En este universo crepuscular volvió Daisy a moverse cuando empezó la temporada; de pronto se vio de nuevo con seis citas al día con seis hombres distintos, y cayéndose de sueño al amanecer, con las cuentas y gasas del vestido de noche hechas una maraña en el suelo, entre las orquídeas moribundas. Y algo en su interior nunca dejaba de exigirle una decisión. Quería que su vida tomara forma ya, inmediatamente, y la decisión había de ser impuesta por alguna fuerza —amor, dinero o indiscutible sentido práctico— al alcance de su mano.
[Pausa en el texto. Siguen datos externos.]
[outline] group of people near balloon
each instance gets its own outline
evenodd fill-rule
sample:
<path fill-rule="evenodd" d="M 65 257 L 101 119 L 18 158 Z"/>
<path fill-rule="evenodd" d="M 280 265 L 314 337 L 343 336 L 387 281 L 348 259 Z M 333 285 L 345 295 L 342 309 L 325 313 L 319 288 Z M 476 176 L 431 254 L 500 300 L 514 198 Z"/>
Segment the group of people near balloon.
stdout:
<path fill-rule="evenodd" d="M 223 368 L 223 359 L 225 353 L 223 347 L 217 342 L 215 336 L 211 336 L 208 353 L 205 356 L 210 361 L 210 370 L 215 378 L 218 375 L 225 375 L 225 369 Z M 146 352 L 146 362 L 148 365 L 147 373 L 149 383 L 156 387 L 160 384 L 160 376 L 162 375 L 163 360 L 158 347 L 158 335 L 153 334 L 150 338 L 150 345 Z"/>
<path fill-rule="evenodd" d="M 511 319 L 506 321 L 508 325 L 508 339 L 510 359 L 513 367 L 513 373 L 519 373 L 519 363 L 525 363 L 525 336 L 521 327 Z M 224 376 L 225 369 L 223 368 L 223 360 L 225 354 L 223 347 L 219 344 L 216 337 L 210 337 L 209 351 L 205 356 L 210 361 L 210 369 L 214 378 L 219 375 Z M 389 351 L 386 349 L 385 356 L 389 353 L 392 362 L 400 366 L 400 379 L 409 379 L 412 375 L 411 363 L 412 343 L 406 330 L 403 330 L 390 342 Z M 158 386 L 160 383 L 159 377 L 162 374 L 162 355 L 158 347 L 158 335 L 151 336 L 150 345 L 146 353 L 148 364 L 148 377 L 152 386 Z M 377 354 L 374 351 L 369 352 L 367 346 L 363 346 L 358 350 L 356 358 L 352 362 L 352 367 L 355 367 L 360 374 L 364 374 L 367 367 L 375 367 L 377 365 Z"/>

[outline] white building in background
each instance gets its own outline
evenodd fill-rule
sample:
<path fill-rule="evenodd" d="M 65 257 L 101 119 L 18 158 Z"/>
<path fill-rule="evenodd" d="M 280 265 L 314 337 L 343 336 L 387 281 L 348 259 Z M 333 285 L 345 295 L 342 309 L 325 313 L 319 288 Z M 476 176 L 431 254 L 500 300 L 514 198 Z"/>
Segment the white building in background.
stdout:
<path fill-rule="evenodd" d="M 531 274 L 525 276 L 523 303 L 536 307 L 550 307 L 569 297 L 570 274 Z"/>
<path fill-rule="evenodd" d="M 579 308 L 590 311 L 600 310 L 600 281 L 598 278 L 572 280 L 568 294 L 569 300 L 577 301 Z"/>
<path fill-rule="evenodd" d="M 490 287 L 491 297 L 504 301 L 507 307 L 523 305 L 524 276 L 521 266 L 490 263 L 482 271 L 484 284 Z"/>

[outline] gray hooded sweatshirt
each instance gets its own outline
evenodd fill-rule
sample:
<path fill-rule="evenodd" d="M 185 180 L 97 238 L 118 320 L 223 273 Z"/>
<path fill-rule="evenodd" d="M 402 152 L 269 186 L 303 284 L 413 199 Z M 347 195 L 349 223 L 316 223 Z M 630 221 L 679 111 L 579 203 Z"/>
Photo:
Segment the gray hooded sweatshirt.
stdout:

Esa fuerza se corporizó en plena primavera con la llegada de Tom Buchanan. Su persona y su posición social tenían un volumen saludable, y Daisy se sintió halagada. Hubo, sin duda, algo de resistencia y algo de alivio. La carta le llegó a Gatsby cuando todavía estaba en Oxford.
Ya había amanecido en Long Island y fuimos abriendo las otras ventanas del piso de abajo, llenando la casa de una luz que viraba del gris al dorado. La sombra de un árbol cayó bruscamente sobre el rocío y pájaros fantasma empezaron a cantar entre las hojas azules. Había en el aire un movimiento agradable y suave, apenas una brisa, que prometía un día fresco, precioso.
—No creo que lo haya querido nunca —Gatsby le dio la espalda a la ventana y me miró, desafiante—. Acuérdate, compañero, de lo nerviosa que estaba ayer por la tarde. Él le dijo todas esas cosas para asustarla, para presentarme como si yo fuera un vulgar estafador. Y el resultado fue que al final ella apenas sabía lo que decía —se sentó, abatido—. Sí, puede que lo quisiera un momento, cuando acababan de casarse, e incluso entonces me quería a mí más, ¿me entiendes? —y concluyó con una observación extraña—. En cualquier caso, eso es algo personal.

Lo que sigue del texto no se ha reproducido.